The second red flag is a bit more involved and begins in the 1970s. The ‘70s followed decades of the most comfortable and prosperous growth period in the countries history. However, the post-war (WWII) boom stopped abruptly when that decade began. It was a surprise and a shock to most. Young adults who only knew growth and prosperity were suddenly asked to tighten their belts, put schools on austerity, and become two-income households for the first time. A root cause was the country had halted backing dollars with gold (gold standard). The lack of backing caused a lack of confidence which helped drive prices up
The dollar was eventually shored up as it essentially found a new commodity to back it, this commodity was oil. The U.S. and Saudi Arabia reached a deal to price the sale of crude oil throughout the globe in U.S. dollars.

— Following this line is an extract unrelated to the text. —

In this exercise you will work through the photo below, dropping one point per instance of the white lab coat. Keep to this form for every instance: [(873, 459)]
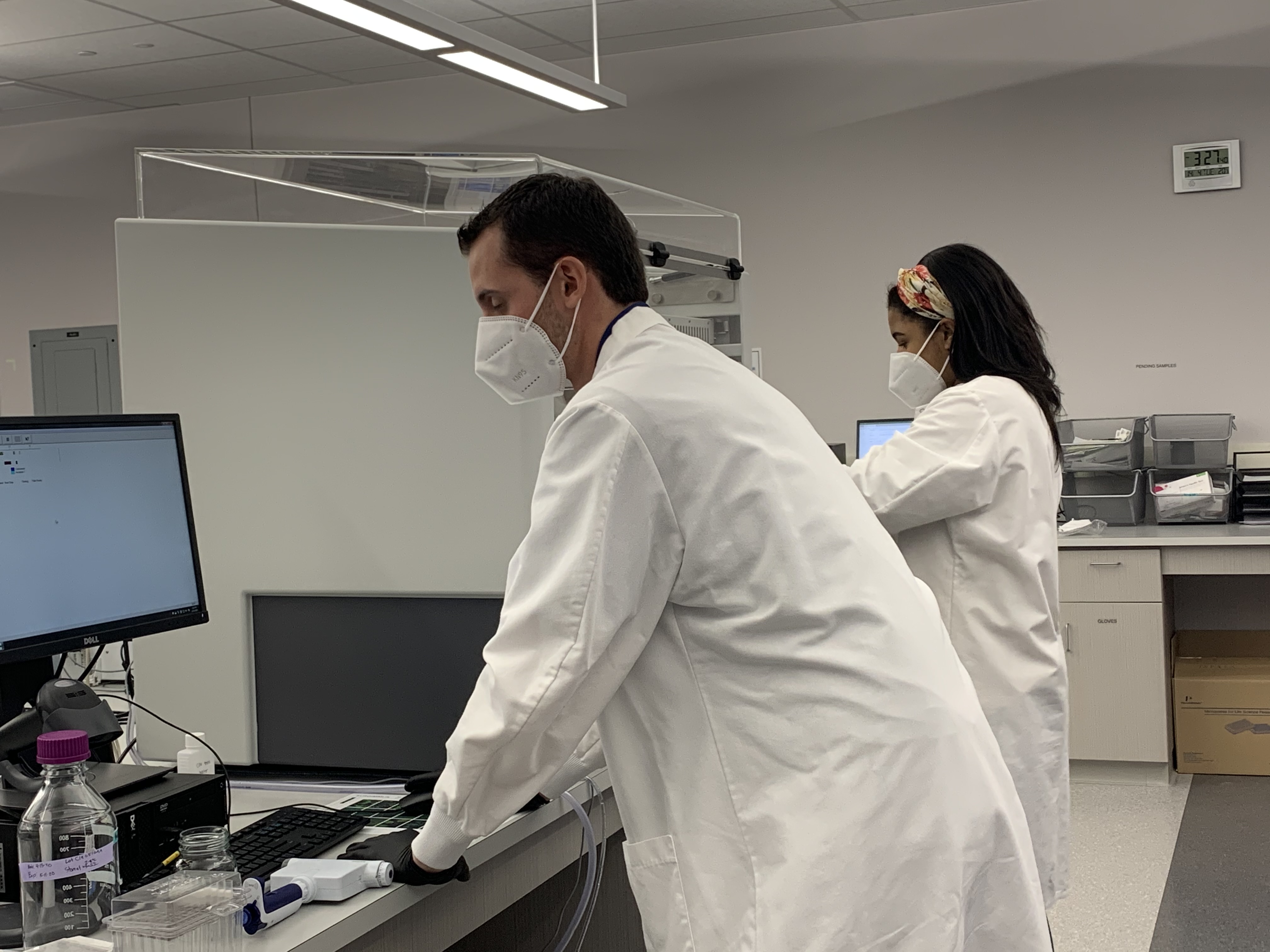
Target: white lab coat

Whether a U.S. company is involved in the transaction, or even Saudi Arabia, the standard currency around the world is and has been U.S. dollars. The name given to this is petrodollars. The world has been on this petrodollar system for 50 years, and it has had the effect of creating worldwide demand for the U.S. currency. It can be said with certainty that among the reasons the U.S. enjoys the high of a living standard it does is because our dollar is strong. It is strong because of faith in our economy and because petroleum can’t be bought around the globe without U.S. dollars. This produces a demand, unlike any other currency experiences.
The plan outlined by the White House above has the U.S. electricity generating ability free of carbon emissions by 2035. The plan in the U.S. and Europe for electric vehicles are just as aggressive. What is likely to happen to the value of U.S. dollars these countries successfully free themselves from requiring oil? Even if it’s only a small percentage of current output? Simply put, The U.S. dollar will become less in demand, not as important; it won’t be as strongly backed any longer. This would put downward pressure on its value. As U.S. dollars go down, they won’t buy as much - dollar-based costs for almost everything imported could rise.
If countries around the globe are successful in rebuilding energy systems, there will be lucrative investment opportunities that massive change brings. There will also be many hurdles as there are costs to everything. One of those costs could be a declining dollar. A strong dollar has helped Americans afford their above-average living standards; the challenge could become retaining those standards in the face of change, and minimizing inflation.